Open kyle-messier opened 7 months ago
@sigmafelix @eva0marques @mitchellmanware @dzilber @dawranadeep @larapclark
I've been exploring how we can implement a pipeline updates when there is new data available while also being smart enough to only run new data. For example, when calculating covariates with temporality, we only need to calculate the new 6 months and then append.
the targets
package has a discussion here. As you can see someone was trying to do this and the developer said this out of scope of targets
. As I was thinking about how we could construct lists of targets that use various target or tarchetype
functions to handle the checking, running, appending, I also came across the documentation of tar_meta
here. In the subsection storage-access
you'll see that it is highly advised not to use things like tar_read
or tar_meta
within targets since they are designed to updated or be updated.
So where does that leave us? I think we need to implement the checks, run, and append in our own R functions in the beethoven
code base. The approach that I suggest we use, and I think we were more or less including this information is portions of the pipeline data objects with a site_index
, is to create time_index
and location_index
variable or metadata object that accompanies created target objects. We could update the site_index
to be formatted such that space and time is information is discernable or make new, separate ones. Therefore, a target object can check that the requested time and location easily. If additional time or locations are being requested by the pipeline, then the functions called by targets are designed to read the old data, run the function with new data, and append the old and new data.

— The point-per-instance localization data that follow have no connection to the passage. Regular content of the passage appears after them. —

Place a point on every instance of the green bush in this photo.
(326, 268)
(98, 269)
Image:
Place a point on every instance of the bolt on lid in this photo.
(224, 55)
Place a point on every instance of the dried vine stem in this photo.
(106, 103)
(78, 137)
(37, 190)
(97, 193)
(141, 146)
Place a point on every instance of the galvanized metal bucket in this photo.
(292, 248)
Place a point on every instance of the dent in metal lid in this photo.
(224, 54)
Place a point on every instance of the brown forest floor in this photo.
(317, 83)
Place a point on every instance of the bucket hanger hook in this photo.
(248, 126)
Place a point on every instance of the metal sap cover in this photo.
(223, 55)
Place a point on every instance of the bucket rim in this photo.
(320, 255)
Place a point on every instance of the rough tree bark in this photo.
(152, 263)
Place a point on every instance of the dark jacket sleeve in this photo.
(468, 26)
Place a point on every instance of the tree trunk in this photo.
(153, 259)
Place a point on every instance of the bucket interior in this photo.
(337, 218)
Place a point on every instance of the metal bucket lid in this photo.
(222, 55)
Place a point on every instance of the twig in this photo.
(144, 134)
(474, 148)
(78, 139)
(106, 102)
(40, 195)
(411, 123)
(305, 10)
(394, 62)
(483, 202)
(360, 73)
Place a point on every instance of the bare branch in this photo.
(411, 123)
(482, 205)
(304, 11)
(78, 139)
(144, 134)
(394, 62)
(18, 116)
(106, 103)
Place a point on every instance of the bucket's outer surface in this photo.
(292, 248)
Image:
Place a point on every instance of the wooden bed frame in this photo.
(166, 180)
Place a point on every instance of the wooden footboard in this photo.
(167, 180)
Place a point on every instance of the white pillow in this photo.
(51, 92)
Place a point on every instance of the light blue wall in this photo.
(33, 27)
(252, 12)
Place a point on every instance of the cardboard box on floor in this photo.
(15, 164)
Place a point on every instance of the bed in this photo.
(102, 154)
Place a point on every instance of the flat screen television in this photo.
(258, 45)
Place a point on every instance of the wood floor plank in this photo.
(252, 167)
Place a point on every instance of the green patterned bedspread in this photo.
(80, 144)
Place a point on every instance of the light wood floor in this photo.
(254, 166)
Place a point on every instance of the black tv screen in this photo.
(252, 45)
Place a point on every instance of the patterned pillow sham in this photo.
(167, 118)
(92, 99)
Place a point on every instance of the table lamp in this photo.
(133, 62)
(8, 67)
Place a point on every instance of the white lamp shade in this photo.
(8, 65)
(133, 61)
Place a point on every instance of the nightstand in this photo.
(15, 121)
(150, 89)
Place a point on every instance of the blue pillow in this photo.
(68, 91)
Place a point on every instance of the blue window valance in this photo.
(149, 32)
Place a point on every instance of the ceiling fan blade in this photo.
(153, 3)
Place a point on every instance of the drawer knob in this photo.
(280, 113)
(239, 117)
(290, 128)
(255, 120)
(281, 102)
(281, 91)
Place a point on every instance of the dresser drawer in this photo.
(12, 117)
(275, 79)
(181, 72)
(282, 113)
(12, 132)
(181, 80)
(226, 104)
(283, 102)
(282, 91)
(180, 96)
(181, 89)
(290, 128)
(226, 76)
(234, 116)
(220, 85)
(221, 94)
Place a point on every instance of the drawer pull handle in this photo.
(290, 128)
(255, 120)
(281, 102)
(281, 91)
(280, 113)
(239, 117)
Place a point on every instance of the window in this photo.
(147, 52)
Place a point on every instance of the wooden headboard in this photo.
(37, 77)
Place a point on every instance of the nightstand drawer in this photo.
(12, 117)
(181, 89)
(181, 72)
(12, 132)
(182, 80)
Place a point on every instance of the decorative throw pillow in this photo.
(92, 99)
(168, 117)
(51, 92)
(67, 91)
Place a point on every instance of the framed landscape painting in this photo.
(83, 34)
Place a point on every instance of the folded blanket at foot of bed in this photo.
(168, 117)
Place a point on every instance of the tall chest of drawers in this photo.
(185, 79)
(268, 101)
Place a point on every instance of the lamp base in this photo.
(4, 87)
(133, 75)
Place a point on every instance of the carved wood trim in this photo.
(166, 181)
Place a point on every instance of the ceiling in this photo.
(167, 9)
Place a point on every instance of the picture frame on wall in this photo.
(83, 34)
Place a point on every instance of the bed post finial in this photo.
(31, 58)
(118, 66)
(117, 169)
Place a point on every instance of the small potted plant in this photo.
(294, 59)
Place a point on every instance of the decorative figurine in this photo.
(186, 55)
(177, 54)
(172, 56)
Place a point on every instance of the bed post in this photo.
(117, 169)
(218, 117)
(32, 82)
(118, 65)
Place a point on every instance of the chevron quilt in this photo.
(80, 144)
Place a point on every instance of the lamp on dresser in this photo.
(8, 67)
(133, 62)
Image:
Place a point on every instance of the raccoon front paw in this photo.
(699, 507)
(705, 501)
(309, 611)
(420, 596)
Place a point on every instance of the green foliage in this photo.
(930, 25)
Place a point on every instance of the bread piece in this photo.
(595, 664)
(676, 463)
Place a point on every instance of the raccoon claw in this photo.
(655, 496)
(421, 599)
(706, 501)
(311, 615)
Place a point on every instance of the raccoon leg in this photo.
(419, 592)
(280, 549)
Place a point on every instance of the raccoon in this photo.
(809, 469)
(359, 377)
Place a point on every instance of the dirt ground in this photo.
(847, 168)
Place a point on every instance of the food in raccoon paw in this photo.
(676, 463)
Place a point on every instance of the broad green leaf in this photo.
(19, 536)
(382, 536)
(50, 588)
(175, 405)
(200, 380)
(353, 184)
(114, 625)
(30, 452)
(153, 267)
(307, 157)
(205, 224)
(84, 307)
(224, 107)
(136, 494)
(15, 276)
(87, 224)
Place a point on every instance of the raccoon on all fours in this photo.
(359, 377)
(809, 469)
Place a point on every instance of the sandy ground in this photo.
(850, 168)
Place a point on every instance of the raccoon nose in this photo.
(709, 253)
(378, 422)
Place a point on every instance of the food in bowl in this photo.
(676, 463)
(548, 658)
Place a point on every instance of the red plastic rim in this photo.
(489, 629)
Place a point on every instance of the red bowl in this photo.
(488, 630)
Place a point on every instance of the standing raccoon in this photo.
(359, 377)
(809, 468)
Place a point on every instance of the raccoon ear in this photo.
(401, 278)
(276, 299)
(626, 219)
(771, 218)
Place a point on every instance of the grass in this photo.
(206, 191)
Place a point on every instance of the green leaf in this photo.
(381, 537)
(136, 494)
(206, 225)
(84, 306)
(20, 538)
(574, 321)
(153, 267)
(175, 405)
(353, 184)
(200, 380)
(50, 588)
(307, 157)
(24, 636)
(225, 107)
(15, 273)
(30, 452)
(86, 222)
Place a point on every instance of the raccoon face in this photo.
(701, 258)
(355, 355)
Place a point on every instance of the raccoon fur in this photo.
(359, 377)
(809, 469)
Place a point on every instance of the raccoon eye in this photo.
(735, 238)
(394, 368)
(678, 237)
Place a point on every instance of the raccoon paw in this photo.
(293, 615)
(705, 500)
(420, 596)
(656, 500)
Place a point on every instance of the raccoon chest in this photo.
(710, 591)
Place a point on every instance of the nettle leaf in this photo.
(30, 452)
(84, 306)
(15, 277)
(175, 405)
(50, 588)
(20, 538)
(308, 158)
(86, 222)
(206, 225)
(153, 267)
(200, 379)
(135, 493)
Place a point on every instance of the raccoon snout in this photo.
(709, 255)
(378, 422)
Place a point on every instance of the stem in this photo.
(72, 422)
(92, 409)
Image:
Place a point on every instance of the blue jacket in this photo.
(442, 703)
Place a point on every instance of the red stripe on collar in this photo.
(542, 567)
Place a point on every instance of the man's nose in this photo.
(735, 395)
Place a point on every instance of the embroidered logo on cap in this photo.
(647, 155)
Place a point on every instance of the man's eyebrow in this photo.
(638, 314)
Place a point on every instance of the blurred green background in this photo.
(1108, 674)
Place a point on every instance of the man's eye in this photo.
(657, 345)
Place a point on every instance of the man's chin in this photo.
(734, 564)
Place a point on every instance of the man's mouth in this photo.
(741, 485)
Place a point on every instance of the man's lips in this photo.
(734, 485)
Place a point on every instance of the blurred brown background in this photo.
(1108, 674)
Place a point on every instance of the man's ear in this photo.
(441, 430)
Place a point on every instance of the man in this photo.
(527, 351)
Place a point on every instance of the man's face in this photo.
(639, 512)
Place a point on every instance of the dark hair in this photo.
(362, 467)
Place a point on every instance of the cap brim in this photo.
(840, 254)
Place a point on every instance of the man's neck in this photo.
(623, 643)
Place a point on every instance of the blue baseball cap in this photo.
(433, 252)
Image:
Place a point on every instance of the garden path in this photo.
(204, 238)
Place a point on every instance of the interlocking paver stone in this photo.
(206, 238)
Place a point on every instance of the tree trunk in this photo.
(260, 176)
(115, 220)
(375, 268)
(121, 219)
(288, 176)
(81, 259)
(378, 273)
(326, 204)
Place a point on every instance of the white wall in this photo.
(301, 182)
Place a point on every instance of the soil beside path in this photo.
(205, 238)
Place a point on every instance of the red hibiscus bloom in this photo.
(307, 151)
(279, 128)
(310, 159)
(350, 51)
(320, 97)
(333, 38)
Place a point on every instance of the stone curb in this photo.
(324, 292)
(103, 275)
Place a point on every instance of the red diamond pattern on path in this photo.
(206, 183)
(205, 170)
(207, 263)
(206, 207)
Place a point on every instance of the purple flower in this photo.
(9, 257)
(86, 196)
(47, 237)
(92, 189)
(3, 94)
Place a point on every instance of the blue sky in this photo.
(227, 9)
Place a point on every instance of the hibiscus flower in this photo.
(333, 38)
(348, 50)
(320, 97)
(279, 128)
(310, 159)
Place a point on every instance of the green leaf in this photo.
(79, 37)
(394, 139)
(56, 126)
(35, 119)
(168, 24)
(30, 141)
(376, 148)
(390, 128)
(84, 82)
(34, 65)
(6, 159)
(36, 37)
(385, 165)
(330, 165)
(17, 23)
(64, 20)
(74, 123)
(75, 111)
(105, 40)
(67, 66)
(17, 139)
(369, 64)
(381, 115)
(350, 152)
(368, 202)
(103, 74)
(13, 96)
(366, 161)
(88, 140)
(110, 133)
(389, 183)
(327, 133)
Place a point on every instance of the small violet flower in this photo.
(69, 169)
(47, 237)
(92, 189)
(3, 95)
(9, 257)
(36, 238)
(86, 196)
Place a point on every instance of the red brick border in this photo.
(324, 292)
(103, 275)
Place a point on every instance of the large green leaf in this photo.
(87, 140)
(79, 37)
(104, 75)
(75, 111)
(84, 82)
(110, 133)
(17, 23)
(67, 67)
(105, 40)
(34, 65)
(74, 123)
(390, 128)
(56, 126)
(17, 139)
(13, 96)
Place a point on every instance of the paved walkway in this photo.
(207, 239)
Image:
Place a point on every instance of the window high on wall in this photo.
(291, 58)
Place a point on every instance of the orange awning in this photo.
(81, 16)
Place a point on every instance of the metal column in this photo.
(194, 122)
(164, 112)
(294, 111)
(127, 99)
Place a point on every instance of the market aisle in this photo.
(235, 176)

I want to clarify what I said in today's discussion. The picture above depicts the overall structure of the pipeline I'm working on (sorry for bad handwriting). In my understanding, the pipeline is supposed to represent a static procedure of data analytics; any dynamic components (i.e., periodic updates in raw data) should be declared externally, where my configuration csv file (aka punchcard.csv) works for invalidating nodes by reading the configuration file with meta_run()
. This practice can bypass potential issues in pointing the fixed file path that would not update the pipeline (as discussed in ropensci/targets#136).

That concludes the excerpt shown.